Slow rate hikes could cause wage-price spiral, BOJ paper says
TOKYO, June 20 (Reuters) - Hiking interest rates only gradually as raw material costs rise could heighten the risk of an upward spiral in wages and consumer prices, the Bank of Japan said in a research paper released this week.
The paper's publication on Thursday comes as the central bank faces an increasingly complicated policy environment, with inflation at a more than two-year high and U.S. tariffs fanning economic uncertainty.
While the staff papers do not represent the BOJ's official view on monetary policy, they provide hints on key topics of attention within the central bank in setting interest rates.
The BOJ staff paper, using data from 2002 to 2024, analysed trends in Japan and Europe - which both rely heavily on imported commodities - to study the extent to which rising material costs led to second-round effects on inflation.
In Japan, the pass-through of prices from rising raw materials was more moderate than in Europe, the paper said.
The second-round effects were moderate but sustained in both Japan and Europe, it said.
"Both in Japan and Europe, the initial effects of high raw material costs were the main cause of inflationary trends since 2020. The second-round effects may have heightened the sustainability of price rises," the paper said.
Central banks typically raise interest rates to avoid second-round effects on inflation, or a state in which initial price shocks like higher energy costs trigger a spiral of rising wages and inflation that could lead to a broad-based, persistent inflationary environment.
A closer look at Japan's data suggested the BOJ's slow pace of interest rate hikes could be enhancing the second-round effects on inflation, the paper said.
Structural changes in Japan's labour market could also be making wages less rigid - or more likely to move flexibly reflecting a tight job market - and enhancing the second-round effects on inflation than in the past, the paper said.
The analysis comes amid heightening attention within the BOJ board on how persistent rises in food and raw material costs could affect underlying inflation, and households' perception of future price moves.

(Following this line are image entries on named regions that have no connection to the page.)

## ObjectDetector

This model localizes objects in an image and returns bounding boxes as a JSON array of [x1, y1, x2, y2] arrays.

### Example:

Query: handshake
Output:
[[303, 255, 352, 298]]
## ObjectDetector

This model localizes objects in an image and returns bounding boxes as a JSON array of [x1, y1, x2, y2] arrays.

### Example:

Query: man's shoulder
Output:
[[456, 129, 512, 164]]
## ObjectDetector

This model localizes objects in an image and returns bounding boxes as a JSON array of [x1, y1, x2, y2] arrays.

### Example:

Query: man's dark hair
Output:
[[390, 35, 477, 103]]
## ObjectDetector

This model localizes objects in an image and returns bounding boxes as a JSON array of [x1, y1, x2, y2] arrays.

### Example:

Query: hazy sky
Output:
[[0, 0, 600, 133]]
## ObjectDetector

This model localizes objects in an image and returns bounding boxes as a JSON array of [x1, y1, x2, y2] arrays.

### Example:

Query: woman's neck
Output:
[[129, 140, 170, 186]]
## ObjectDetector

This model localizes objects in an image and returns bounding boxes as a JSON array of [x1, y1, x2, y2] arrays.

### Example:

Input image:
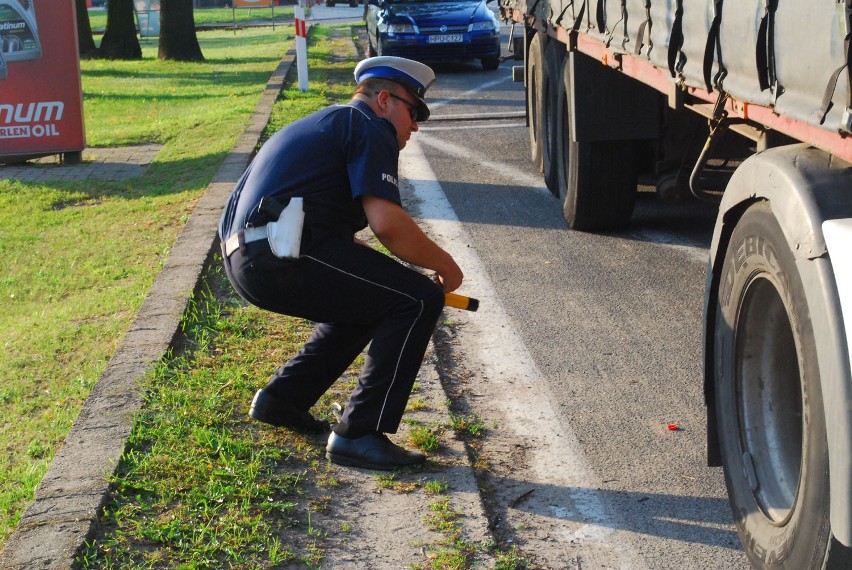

While uncertainty over U.S. tariff policy has put the BOJ on hold in raising interest rates, Governor Kazuo Ueda has signaled the bank's resolve to keep pushing up borrowing costs if Japan stays on course to durably hit the bank's 2% inflation target.
Japan's core inflation hit a more than two-year high in May and exceeded the central bank's 2% target for well over three years, keeping it under pressure to resume rate hikes despite economic headwinds from U.S. tariffs.